I'm trying to show that the global dimension of $\mathbb Q [x]$ is $1$.
I have shown that $D(\mathbb Q [x]) \leq 1$ as follows. One can reduce to the case of showing that
$$\text{sup}_{\{B\}}\; \text{pd}\; B = \text{sup}_{\{I\}} \text{pd}\; R/I \leq 1$$
where $B$ runs over all cyclic $\mathbb Q [x]$-modules and $I$ runs over all ideals of $\mathbb Q [x]$. The statement above follows by $\mathbb Q [x]$ being a PID and thus $\text{pd}\; I = 0$ for all ideals $I$, and considering the exact sequence $0 \rightarrow I \rightarrow R \rightarrow R/I \rightarrow 0$, which gives $\text{pd}\; R/I \leq \text{pd}\; I +1 = 1$. (Since $R$ is certainly projective).
But once I've shown that $D(\mathbb Q [x]) \leq 1$, how do I show that there is a $\mathbb Q [x]$-module that is not projective (and hence that $D(\mathbb Q [x]) > 0$)?
Any help is much appreciated, my knowledge of projective modules is rather shaky...

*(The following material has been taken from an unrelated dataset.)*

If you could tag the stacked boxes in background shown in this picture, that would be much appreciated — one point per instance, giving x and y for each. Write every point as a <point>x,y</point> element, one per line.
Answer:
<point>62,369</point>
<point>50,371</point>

Let $I$ be an ideal of $R$, $I\ne 0,R$. Then $I\simeq R$ (as $R$-modules), and from the exact sequence $$0\to I\to R\to R/I\to 0$$ we get $\operatorname{pd}_RR/I\le 1$. If $\operatorname{pd}_RR/I=0$, then $R/I$ is projective, in particular torsion-free, a contradiction.